Our engineering team is currently hitting an issue with using Avro in our Hive installation and are seeing an exception similar to the following when running a fairly simple query:
java.lang.ClassCastException: java.lang.String cannot be cast to org.apache.avro.util.Utf8
The table definition in Hive is the following:
hive> describe daily_12;
uid string from deserializer
userdatabydataprovider map<string,struct<dataproviderid:int,userid:string,info:map,events:map<string,array<struct<timestamp:bigint,attributes:map>>>,lastaccesstime:bigint>> from deserializer
audiencedata array<struct> from deserializer
And the query having the issue is similar to the following:
select t.uid,t.userdatabydataprovider[‘1′].userid,t.userdatabydataprovider[‘1′].info,t.userdatabydataprovider[‘1′].events,audiencedata from daily_12 t limit 5;
Supposedly, the same code/query works in a different HDP cluster (I need to confirm this) and I’m looking to try and determine if it is a cluster/Hive issue. We are currently running Hive 0.10.0.21 in our cluster while the other cluster is running Hive 0.10.0.22… I’m looking for other significant differences.

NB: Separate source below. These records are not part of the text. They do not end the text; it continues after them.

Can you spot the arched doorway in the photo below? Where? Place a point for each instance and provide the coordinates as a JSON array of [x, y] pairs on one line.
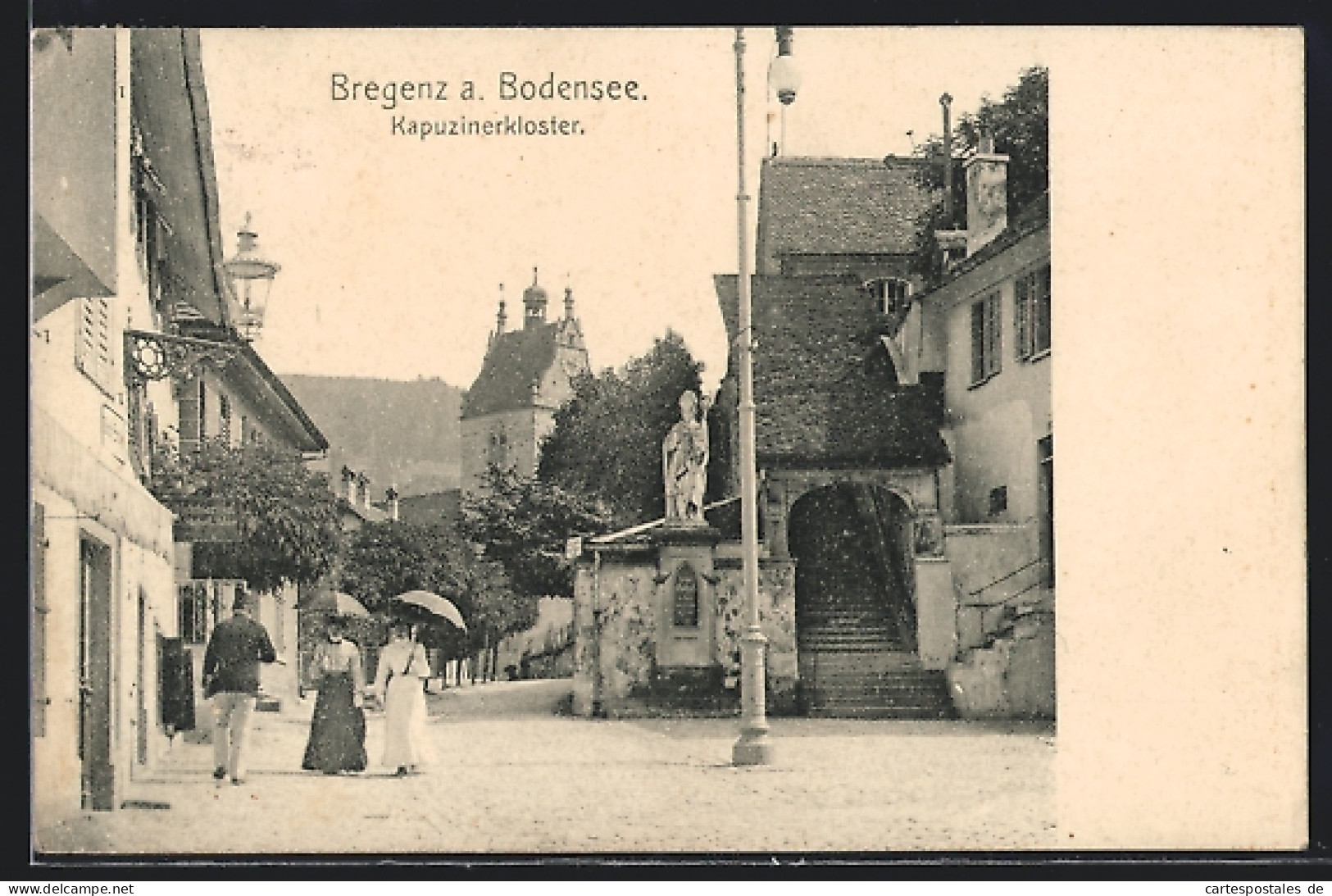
[[852, 580], [856, 618]]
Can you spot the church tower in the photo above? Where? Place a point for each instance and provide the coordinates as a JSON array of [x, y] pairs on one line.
[[526, 375]]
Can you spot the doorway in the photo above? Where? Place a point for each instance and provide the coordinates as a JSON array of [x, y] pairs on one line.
[[852, 578], [98, 779]]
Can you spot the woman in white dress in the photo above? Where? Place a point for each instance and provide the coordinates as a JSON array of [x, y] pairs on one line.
[[400, 686]]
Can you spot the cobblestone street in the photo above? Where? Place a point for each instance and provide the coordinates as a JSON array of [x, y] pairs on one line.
[[515, 776]]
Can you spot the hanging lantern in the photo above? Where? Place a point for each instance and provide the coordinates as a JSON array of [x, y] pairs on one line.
[[251, 279]]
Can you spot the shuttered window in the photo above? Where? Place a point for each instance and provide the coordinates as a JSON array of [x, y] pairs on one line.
[[1031, 294], [986, 341], [93, 352]]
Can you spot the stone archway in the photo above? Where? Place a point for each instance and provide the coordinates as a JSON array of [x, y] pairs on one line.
[[856, 607], [854, 584]]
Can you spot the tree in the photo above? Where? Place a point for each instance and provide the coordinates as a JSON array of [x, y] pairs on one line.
[[607, 439], [525, 524], [1019, 125], [287, 514], [388, 558]]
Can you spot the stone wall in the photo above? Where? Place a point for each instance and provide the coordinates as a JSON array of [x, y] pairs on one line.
[[617, 658]]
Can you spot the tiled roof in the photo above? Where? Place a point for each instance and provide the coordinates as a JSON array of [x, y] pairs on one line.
[[824, 393], [513, 368], [839, 205]]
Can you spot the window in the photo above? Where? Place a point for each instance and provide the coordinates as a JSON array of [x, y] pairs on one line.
[[193, 612], [890, 294], [498, 454], [686, 598], [92, 347], [1031, 307], [984, 339], [224, 411], [189, 396]]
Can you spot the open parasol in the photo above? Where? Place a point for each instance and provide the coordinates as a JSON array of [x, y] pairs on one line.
[[424, 606], [336, 603]]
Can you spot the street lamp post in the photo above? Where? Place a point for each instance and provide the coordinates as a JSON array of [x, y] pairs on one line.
[[754, 746]]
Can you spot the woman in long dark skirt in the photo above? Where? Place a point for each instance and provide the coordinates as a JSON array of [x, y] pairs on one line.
[[337, 731]]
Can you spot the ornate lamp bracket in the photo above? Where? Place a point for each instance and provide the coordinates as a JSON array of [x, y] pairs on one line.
[[156, 356]]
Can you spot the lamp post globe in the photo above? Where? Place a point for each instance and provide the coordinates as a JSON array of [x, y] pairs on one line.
[[784, 79]]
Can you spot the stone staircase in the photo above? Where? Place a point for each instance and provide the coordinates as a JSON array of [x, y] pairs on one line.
[[854, 666]]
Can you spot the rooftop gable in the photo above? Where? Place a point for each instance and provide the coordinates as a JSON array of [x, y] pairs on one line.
[[515, 366], [838, 207]]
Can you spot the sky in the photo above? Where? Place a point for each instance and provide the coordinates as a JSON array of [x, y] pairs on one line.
[[393, 248]]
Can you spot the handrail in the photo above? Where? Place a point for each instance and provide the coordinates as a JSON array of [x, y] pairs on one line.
[[1005, 578]]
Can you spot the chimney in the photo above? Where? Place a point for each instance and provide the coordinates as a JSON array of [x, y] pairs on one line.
[[987, 194]]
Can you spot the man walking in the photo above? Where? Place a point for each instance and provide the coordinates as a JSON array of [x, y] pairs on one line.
[[230, 678]]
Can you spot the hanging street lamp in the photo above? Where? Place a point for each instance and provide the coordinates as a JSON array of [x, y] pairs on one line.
[[251, 280]]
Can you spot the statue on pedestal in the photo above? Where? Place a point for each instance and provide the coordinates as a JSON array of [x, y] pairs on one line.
[[685, 462]]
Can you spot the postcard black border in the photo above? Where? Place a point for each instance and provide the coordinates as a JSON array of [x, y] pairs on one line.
[[1312, 863]]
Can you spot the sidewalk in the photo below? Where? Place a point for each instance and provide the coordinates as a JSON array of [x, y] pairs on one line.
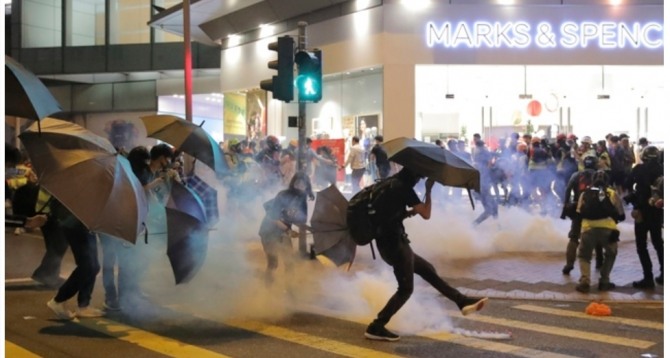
[[538, 276]]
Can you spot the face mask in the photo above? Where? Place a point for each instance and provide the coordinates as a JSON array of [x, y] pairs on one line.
[[11, 172]]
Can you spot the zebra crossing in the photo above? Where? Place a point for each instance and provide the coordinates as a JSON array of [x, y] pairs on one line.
[[533, 323]]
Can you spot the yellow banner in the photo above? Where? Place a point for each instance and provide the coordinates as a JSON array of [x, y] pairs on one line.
[[234, 114]]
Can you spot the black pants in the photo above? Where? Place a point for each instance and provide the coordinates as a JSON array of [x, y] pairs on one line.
[[395, 251], [84, 247], [56, 245], [652, 224]]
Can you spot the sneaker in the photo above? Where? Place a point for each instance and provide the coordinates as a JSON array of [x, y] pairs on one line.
[[60, 310], [645, 284], [89, 312], [606, 286], [111, 306], [583, 287], [471, 304], [380, 333], [567, 269]]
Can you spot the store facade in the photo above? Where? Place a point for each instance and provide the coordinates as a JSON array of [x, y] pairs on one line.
[[454, 70]]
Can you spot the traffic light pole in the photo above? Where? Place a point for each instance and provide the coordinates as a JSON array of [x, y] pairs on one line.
[[301, 162]]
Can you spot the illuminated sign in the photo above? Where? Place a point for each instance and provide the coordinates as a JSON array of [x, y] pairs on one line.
[[521, 34]]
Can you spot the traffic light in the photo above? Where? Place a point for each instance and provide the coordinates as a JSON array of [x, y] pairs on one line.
[[309, 80], [281, 85]]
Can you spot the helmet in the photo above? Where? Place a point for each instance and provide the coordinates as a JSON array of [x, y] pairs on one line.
[[600, 178], [650, 153], [590, 162], [273, 142], [521, 146]]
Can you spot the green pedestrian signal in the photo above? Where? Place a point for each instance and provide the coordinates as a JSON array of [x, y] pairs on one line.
[[309, 80]]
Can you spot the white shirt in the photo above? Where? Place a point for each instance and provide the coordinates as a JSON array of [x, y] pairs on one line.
[[356, 157]]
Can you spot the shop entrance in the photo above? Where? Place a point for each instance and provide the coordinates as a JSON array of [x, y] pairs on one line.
[[460, 100]]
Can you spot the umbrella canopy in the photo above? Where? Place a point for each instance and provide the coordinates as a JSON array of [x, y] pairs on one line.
[[187, 232], [329, 227], [94, 183], [188, 138], [25, 95], [432, 161]]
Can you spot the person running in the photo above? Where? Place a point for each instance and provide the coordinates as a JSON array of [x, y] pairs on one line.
[[289, 207], [393, 246]]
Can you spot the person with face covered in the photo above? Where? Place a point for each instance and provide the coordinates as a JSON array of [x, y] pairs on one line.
[[288, 208], [393, 246]]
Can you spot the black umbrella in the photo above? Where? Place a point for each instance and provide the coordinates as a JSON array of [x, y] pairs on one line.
[[187, 137], [187, 232], [25, 95], [434, 162], [329, 228]]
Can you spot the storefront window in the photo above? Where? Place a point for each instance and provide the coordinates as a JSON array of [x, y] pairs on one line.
[[85, 25], [164, 36], [128, 22], [351, 105], [541, 100], [41, 23]]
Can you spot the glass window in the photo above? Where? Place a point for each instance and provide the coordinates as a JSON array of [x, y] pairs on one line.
[[41, 23], [85, 25], [164, 36], [128, 22]]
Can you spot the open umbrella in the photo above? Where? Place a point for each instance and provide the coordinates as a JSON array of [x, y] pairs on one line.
[[329, 228], [83, 172], [188, 138], [187, 232], [432, 161], [25, 95]]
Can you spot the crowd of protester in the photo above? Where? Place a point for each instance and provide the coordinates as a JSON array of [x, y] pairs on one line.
[[536, 174]]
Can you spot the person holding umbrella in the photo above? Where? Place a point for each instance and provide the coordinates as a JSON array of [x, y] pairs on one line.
[[288, 207], [84, 246], [393, 246]]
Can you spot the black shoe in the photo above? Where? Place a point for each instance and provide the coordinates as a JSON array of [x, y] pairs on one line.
[[472, 304], [644, 284], [51, 282], [606, 286], [380, 333], [583, 288]]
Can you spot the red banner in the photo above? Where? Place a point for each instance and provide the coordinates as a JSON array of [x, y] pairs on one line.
[[337, 148]]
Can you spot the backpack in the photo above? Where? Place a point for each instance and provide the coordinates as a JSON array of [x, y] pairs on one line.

I’m not a true Java/Avro guy (know enough to be dangerous) but what I’ve found thus far is other people have had issues with strings and Avro expecting Utf8. I plan to sit with the engineers to look at the Avro schema(s) being used. I haven’t found anything specific to Hive but have seen some discussions related to Pig where people have hit a similar error using “avro.java.string” instead of “avro.util.Utf8″ for the String property in schema fields.
Any other tips/advice for troubleshooting this issue would be greatly appreciated.